By quantitatively converting the molecular
spectrum of intracellular metabolites into key metabolic phenotypes such as
substrate intake, product synthesis, response to environment and metabolite
conversion, ramanome is a kind of “omics” that is closest to “function”,
and a more direct way to probe the metabolism of cells. Moreover, ramanome-based tools
offer many advantages, such as label-freeness, non-destructiveness,
landscape-like phenotyping, high-speed, low-cost, automation, general
applicability to all cell types, and ability to couple to downstream
single-cell sequencing, mass spectrometry or cell culture. Thus ramanome is
highly complementary to those existing omics tools, and together they formulate
a complete single-cell multi-omics platform.

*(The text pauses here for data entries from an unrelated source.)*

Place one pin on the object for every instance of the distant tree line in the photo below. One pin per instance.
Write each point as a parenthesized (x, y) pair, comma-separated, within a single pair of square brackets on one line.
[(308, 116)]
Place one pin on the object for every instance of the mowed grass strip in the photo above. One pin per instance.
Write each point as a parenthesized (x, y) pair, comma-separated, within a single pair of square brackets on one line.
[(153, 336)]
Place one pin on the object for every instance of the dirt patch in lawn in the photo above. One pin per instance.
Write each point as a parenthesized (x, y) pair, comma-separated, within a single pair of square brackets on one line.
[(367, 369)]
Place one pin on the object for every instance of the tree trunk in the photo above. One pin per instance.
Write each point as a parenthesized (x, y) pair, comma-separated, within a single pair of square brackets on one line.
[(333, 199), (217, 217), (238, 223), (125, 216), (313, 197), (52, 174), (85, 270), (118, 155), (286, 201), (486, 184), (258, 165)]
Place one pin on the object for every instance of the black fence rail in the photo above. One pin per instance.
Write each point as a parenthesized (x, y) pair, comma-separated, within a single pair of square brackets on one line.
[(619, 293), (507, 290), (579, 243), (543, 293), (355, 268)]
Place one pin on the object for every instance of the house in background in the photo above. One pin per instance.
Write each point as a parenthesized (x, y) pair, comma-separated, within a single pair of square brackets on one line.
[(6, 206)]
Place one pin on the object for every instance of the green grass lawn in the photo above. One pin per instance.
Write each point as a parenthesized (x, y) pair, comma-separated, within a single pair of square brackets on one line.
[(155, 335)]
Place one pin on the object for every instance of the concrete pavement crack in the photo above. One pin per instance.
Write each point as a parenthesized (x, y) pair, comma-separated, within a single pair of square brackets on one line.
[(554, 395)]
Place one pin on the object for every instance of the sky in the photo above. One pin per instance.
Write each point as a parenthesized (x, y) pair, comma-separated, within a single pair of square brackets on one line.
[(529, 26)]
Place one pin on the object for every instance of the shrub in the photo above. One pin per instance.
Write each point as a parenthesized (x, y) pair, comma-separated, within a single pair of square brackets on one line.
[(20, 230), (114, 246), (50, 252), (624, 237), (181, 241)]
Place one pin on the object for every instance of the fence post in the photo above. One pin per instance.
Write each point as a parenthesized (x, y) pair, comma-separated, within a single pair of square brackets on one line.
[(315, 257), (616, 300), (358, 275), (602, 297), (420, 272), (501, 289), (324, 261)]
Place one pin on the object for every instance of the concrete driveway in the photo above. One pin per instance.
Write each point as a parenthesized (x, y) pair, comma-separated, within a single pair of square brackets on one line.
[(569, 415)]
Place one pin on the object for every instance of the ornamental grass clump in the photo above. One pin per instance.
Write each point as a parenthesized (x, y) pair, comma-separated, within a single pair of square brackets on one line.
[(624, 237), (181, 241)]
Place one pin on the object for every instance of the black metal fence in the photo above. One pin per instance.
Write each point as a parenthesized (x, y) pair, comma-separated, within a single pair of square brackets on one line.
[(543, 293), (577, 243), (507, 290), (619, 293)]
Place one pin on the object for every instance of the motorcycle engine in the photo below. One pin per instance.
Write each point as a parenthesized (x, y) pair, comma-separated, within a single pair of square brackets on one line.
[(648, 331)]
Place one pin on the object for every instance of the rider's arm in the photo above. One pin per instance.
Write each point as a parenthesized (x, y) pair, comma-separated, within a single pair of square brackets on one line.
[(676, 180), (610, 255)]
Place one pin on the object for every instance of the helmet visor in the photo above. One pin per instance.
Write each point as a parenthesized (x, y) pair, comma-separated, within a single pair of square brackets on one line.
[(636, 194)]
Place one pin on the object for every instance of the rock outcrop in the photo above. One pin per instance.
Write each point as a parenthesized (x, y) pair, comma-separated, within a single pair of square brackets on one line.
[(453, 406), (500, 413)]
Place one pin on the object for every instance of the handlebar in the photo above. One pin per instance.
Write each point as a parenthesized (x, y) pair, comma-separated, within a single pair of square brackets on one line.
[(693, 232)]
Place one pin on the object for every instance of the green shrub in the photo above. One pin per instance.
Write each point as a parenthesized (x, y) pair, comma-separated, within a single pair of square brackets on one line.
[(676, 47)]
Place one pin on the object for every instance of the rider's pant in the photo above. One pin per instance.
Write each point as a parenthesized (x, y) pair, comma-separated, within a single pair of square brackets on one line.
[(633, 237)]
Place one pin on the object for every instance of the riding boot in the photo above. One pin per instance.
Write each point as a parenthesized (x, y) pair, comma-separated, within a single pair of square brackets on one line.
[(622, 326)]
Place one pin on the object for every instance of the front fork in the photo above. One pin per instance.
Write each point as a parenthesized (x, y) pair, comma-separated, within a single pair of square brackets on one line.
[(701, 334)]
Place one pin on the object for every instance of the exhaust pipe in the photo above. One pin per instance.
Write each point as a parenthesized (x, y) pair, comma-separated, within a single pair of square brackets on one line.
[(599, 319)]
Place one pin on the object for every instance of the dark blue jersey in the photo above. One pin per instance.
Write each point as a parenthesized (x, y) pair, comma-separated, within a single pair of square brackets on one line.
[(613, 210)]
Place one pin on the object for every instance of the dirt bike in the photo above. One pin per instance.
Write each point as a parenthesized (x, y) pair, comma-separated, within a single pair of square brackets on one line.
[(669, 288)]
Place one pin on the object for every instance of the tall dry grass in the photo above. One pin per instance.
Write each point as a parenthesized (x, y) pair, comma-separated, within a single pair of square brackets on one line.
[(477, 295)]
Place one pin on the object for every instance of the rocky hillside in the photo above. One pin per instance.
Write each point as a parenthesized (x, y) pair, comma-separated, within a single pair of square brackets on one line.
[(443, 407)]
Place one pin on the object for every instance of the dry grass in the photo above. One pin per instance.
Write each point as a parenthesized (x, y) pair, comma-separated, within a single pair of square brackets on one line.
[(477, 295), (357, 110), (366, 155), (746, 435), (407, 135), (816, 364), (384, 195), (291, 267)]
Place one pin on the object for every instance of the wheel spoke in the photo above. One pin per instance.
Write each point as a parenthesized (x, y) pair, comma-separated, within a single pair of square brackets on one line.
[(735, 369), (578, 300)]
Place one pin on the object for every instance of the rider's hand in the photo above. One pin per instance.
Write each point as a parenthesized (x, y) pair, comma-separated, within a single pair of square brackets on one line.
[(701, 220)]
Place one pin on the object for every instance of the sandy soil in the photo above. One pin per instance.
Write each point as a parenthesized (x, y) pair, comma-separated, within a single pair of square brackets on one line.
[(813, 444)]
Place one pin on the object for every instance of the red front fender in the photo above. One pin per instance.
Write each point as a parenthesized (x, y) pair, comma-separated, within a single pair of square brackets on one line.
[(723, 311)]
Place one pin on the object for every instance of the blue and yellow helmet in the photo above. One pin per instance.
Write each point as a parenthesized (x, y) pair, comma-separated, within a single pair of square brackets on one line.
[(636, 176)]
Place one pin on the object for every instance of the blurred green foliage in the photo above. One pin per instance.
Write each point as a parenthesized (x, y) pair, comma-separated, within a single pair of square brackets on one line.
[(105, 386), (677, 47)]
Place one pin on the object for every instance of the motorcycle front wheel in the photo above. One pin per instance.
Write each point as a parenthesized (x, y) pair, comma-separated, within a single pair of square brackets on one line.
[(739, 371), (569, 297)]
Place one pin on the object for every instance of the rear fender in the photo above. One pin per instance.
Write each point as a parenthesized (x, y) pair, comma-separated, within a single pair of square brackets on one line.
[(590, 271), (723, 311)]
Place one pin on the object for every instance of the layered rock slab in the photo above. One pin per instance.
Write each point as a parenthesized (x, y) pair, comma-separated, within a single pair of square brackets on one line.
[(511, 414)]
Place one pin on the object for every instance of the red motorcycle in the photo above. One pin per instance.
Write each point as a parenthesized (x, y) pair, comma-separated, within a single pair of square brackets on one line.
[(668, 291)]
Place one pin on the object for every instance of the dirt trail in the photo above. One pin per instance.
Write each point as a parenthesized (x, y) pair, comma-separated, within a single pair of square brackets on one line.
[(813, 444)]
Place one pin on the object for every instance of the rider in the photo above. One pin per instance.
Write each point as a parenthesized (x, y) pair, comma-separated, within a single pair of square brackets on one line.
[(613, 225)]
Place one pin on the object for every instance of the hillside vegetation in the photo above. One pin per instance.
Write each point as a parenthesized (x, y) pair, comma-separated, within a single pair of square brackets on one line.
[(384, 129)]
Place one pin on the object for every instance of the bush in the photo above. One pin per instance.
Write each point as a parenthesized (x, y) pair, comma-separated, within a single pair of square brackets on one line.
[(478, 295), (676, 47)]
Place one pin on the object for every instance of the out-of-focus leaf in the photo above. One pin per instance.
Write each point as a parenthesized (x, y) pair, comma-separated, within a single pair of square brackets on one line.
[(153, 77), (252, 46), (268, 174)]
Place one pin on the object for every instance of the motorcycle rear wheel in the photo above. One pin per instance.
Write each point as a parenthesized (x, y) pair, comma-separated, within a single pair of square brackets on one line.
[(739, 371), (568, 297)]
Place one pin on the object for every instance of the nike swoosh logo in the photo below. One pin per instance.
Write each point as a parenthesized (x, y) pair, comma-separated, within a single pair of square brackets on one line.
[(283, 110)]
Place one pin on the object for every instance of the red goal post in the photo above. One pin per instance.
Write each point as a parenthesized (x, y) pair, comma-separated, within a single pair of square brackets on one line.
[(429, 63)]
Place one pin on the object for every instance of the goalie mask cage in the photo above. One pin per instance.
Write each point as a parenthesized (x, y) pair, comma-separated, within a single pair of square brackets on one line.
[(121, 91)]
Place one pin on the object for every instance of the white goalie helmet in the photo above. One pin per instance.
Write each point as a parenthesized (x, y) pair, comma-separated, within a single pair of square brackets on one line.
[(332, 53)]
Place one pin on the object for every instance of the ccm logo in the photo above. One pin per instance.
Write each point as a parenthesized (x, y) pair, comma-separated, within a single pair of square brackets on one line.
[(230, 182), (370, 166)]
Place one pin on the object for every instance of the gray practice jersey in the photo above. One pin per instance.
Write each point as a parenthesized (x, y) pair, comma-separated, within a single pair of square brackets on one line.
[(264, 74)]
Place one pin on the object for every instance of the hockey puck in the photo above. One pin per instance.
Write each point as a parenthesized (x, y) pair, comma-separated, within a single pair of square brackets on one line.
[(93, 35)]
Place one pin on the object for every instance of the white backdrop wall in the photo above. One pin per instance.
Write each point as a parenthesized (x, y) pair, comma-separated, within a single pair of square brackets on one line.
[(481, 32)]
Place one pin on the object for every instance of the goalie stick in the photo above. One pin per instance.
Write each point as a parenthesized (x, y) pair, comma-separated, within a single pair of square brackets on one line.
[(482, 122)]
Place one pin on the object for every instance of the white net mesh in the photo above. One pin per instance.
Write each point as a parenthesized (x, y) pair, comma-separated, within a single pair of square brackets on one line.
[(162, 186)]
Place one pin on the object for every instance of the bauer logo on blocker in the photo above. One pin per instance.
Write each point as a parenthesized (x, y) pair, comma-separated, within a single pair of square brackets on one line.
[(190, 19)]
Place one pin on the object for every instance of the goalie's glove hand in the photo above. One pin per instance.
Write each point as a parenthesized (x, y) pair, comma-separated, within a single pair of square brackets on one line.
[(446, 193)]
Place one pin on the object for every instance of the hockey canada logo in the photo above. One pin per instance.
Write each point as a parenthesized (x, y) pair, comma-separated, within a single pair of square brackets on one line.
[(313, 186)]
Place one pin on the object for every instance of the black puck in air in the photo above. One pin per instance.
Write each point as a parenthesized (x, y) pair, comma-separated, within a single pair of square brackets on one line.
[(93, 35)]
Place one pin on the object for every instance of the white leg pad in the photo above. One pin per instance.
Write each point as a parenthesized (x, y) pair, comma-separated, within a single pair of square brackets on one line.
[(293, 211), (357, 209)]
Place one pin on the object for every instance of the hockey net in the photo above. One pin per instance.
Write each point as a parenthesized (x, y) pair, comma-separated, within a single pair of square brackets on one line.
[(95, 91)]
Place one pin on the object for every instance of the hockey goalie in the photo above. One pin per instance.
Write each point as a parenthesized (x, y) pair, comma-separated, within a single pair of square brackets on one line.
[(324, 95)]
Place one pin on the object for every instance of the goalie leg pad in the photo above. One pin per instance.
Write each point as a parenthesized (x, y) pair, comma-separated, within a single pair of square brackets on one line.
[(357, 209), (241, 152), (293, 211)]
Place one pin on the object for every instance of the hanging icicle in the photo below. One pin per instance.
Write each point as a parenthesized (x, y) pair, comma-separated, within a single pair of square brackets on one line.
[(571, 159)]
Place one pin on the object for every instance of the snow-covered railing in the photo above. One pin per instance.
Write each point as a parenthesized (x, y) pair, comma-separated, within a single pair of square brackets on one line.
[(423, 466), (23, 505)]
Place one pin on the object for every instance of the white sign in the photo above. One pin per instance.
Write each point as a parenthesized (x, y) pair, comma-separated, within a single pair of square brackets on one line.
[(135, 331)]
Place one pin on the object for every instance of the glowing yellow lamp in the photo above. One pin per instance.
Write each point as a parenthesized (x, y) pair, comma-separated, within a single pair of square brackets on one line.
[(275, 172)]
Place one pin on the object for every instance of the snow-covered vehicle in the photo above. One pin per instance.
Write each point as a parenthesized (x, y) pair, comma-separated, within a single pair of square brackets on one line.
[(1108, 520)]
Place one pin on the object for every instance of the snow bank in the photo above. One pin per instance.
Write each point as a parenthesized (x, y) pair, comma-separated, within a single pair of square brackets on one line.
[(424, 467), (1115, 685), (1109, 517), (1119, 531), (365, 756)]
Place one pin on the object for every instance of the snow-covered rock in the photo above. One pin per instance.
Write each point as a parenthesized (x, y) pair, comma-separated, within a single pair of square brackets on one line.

In summary, Ramanome Technology Platform (RTP), which establishes
the link between metabolic phenome and genome (or transcriptome, proteome, etc)
at the precision of one cell (or one organelle for an eukaryotic cell), answers
the fundamental question of "Who is doing What, and How" at the deepest
level. Therefore, RTP has become a powerful tool for functional mining and
mechanistic dissection of human, animal, plant and microbial single-cells, and
is serving a wide range of fields such as precision medicine, synthetic
biology, one-health, biosecurity, and ecological surveillance.